Virtual First Impressions

Austrian employers are unworried by the online image | Photo: Intel Free Press

Austrian employers are
unworried by the online
image | Photo: Intel Free Press

Any recruiter will tell you, you never get a second chance to make a first impression.

But in today’s world of Twitter and Facebook, that simply is no longer the case.

Social media have made a virtual presence just as important as how you look in that ill-fitting suit from Zara.

Navigating the world of LinkedIn, Facebook, and XING, can be complicated, so for professionals, knowing who Google thinks you are is just as important as that final check for toilet paper sticking to your shoe.

While in the United States job offers can arise from a clever tweet, in Austria, personal relationships are still a vital part of any successful job search. A recent study by the Viennabased PGM Research Consulting confirmed that job seekers under 30 were most successful using recommendations and personal networks.

Making these face-to-face contacts is one benefit of Career Calling 2013, an annual jobs fair hosted in cooperation with the University of Technology (TU), the University of Economics and Business (WU), as well as the University of Natural Resources and Applied Life Sciences (BOKU) that took place 11 November.

The event was a bustling stage of handshakes, introductions, and business card exchanges, and a throng of recruiters, and thus a chance to find out just how much social media does or does not matter.

Brigitte Kuchenbecker of the WU Career Center is skeptical: “In the German-speaking world, personal contact is almost the most important aspect when job hunting,” she said.

“The face-to-face interaction can let recruiters know if someone will work well on a team – something you can’t see online.”

But online presence still matters. In Austria, having a profile on professional networks is a common means of communication between recruiters and potential employees.

Companies can announce what events they will host or attend, and job seekers can request specific information.

Still, even effective use of social media only goes so far: The real world qualifications still matter most at end of the day, says Jasmin Schwartz of HAYS Recruiting Experts Worldwide.

Julia Zmölnig, a recruiter at Bank Austria agreed. “Although an active social media presence on LinkedIn or XING can reflect positively on a candidate, the deciding factor is still their relevant experience.”

To reap the benefits of the online job market, make sure that your profile is accurate and up-to-date.

Both Zmölnig and Schwartz described how they actively search for profiles that meet specific needs and reach out to candidates directly – but usually for more specialized positions, they admitted.
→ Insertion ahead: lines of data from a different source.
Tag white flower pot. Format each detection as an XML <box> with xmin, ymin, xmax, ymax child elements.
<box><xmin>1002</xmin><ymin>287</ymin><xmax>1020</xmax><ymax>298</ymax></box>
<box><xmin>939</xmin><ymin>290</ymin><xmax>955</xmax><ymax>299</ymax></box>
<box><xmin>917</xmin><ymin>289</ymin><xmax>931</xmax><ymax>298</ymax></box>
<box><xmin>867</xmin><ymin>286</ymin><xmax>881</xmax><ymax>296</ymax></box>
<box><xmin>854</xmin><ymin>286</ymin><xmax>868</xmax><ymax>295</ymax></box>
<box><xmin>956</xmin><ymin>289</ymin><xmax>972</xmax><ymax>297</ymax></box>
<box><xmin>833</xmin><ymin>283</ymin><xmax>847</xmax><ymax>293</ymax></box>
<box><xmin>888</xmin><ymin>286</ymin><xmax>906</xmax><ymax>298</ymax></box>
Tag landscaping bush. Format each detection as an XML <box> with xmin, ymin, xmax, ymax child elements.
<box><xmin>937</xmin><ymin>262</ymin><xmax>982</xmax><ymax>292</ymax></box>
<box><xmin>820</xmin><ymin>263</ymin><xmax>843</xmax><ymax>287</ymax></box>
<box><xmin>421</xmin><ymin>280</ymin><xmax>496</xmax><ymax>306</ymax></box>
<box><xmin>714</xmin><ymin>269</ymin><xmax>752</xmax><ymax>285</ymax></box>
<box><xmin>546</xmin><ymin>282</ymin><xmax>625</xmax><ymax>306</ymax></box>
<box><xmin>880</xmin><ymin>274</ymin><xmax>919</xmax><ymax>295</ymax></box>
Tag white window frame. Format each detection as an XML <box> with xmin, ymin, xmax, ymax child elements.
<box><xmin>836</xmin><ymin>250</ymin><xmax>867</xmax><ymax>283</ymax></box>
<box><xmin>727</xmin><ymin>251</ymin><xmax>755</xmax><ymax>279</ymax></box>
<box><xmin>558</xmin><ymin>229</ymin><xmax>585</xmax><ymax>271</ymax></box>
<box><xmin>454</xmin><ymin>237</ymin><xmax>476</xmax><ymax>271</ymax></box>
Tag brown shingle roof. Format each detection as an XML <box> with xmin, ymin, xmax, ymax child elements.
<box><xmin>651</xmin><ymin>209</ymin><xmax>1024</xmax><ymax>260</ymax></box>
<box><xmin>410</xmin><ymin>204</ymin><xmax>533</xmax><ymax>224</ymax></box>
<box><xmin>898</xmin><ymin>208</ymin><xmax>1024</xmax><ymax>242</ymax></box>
“For entry level positions this practice is less common,” agreed Kuchenbecker of the WU. Recent graduates are simply too similar. So good eye contact and a strong handshake can help a recent graduate stand out.

And the dangers of Facebook? None of these recruiters search Google or Facebook for information on applicants; they regard this as a “spying”.
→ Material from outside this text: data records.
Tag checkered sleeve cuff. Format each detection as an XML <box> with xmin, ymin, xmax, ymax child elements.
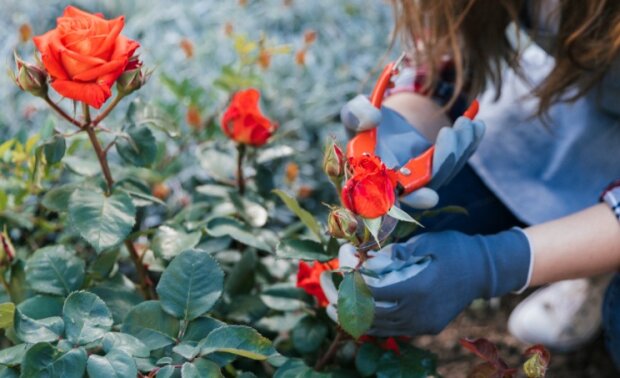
<box><xmin>601</xmin><ymin>180</ymin><xmax>620</xmax><ymax>222</ymax></box>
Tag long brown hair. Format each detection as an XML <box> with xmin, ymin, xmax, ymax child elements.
<box><xmin>389</xmin><ymin>0</ymin><xmax>620</xmax><ymax>117</ymax></box>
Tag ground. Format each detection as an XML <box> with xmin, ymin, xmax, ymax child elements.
<box><xmin>413</xmin><ymin>292</ymin><xmax>617</xmax><ymax>377</ymax></box>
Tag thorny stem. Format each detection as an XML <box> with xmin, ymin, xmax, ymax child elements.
<box><xmin>83</xmin><ymin>108</ymin><xmax>115</xmax><ymax>193</ymax></box>
<box><xmin>314</xmin><ymin>328</ymin><xmax>346</xmax><ymax>371</ymax></box>
<box><xmin>43</xmin><ymin>95</ymin><xmax>82</xmax><ymax>128</ymax></box>
<box><xmin>236</xmin><ymin>143</ymin><xmax>247</xmax><ymax>196</ymax></box>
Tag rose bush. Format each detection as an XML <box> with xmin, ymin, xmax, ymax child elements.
<box><xmin>0</xmin><ymin>2</ymin><xmax>552</xmax><ymax>377</ymax></box>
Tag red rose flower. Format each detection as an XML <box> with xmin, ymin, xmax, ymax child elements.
<box><xmin>221</xmin><ymin>88</ymin><xmax>276</xmax><ymax>147</ymax></box>
<box><xmin>341</xmin><ymin>155</ymin><xmax>397</xmax><ymax>218</ymax></box>
<box><xmin>33</xmin><ymin>6</ymin><xmax>140</xmax><ymax>109</ymax></box>
<box><xmin>296</xmin><ymin>259</ymin><xmax>339</xmax><ymax>307</ymax></box>
<box><xmin>359</xmin><ymin>336</ymin><xmax>411</xmax><ymax>356</ymax></box>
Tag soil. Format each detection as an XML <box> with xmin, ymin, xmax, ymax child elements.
<box><xmin>412</xmin><ymin>292</ymin><xmax>617</xmax><ymax>377</ymax></box>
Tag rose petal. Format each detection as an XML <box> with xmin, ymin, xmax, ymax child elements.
<box><xmin>60</xmin><ymin>48</ymin><xmax>107</xmax><ymax>77</ymax></box>
<box><xmin>51</xmin><ymin>79</ymin><xmax>111</xmax><ymax>109</ymax></box>
<box><xmin>33</xmin><ymin>31</ymin><xmax>69</xmax><ymax>80</ymax></box>
<box><xmin>73</xmin><ymin>59</ymin><xmax>126</xmax><ymax>82</ymax></box>
<box><xmin>93</xmin><ymin>16</ymin><xmax>125</xmax><ymax>58</ymax></box>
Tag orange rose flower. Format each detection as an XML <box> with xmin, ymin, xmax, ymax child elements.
<box><xmin>221</xmin><ymin>88</ymin><xmax>276</xmax><ymax>147</ymax></box>
<box><xmin>296</xmin><ymin>259</ymin><xmax>339</xmax><ymax>307</ymax></box>
<box><xmin>341</xmin><ymin>155</ymin><xmax>397</xmax><ymax>218</ymax></box>
<box><xmin>33</xmin><ymin>6</ymin><xmax>140</xmax><ymax>109</ymax></box>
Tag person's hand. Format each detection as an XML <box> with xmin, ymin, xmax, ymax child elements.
<box><xmin>340</xmin><ymin>95</ymin><xmax>486</xmax><ymax>209</ymax></box>
<box><xmin>321</xmin><ymin>229</ymin><xmax>531</xmax><ymax>336</ymax></box>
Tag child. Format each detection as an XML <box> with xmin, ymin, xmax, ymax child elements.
<box><xmin>325</xmin><ymin>0</ymin><xmax>620</xmax><ymax>368</ymax></box>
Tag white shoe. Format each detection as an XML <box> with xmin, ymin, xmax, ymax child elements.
<box><xmin>508</xmin><ymin>276</ymin><xmax>612</xmax><ymax>351</ymax></box>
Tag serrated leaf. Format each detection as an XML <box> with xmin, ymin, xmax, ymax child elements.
<box><xmin>272</xmin><ymin>190</ymin><xmax>323</xmax><ymax>242</ymax></box>
<box><xmin>63</xmin><ymin>291</ymin><xmax>113</xmax><ymax>345</ymax></box>
<box><xmin>68</xmin><ymin>188</ymin><xmax>136</xmax><ymax>253</ymax></box>
<box><xmin>0</xmin><ymin>344</ymin><xmax>30</xmax><ymax>367</ymax></box>
<box><xmin>14</xmin><ymin>309</ymin><xmax>64</xmax><ymax>343</ymax></box>
<box><xmin>116</xmin><ymin>125</ymin><xmax>157</xmax><ymax>167</ymax></box>
<box><xmin>199</xmin><ymin>325</ymin><xmax>276</xmax><ymax>360</ymax></box>
<box><xmin>362</xmin><ymin>217</ymin><xmax>382</xmax><ymax>247</ymax></box>
<box><xmin>86</xmin><ymin>349</ymin><xmax>137</xmax><ymax>378</ymax></box>
<box><xmin>25</xmin><ymin>245</ymin><xmax>85</xmax><ymax>296</ymax></box>
<box><xmin>157</xmin><ymin>249</ymin><xmax>223</xmax><ymax>322</ymax></box>
<box><xmin>121</xmin><ymin>301</ymin><xmax>179</xmax><ymax>350</ymax></box>
<box><xmin>275</xmin><ymin>238</ymin><xmax>332</xmax><ymax>262</ymax></box>
<box><xmin>152</xmin><ymin>226</ymin><xmax>201</xmax><ymax>260</ymax></box>
<box><xmin>0</xmin><ymin>303</ymin><xmax>15</xmax><ymax>329</ymax></box>
<box><xmin>337</xmin><ymin>271</ymin><xmax>374</xmax><ymax>339</ymax></box>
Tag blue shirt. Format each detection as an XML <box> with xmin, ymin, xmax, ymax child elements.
<box><xmin>469</xmin><ymin>43</ymin><xmax>620</xmax><ymax>224</ymax></box>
On Facebook, the boundaries are blurred, and Kuchenbecker’s advice is, “make sure that you are always professional. Anything that is put on the internet, even if it is ‘private’, can turn into a liability.”

Like The Emperor’s New Clothes, the hype of the new social media can be very seductive, and may leave you naked for all to see.

Use common sense: Keep your physical and virtual CVs up to date. Most of all, though, a good suit, sparkling wit and a firm handshake make the impression that counts, even if it’s the second one.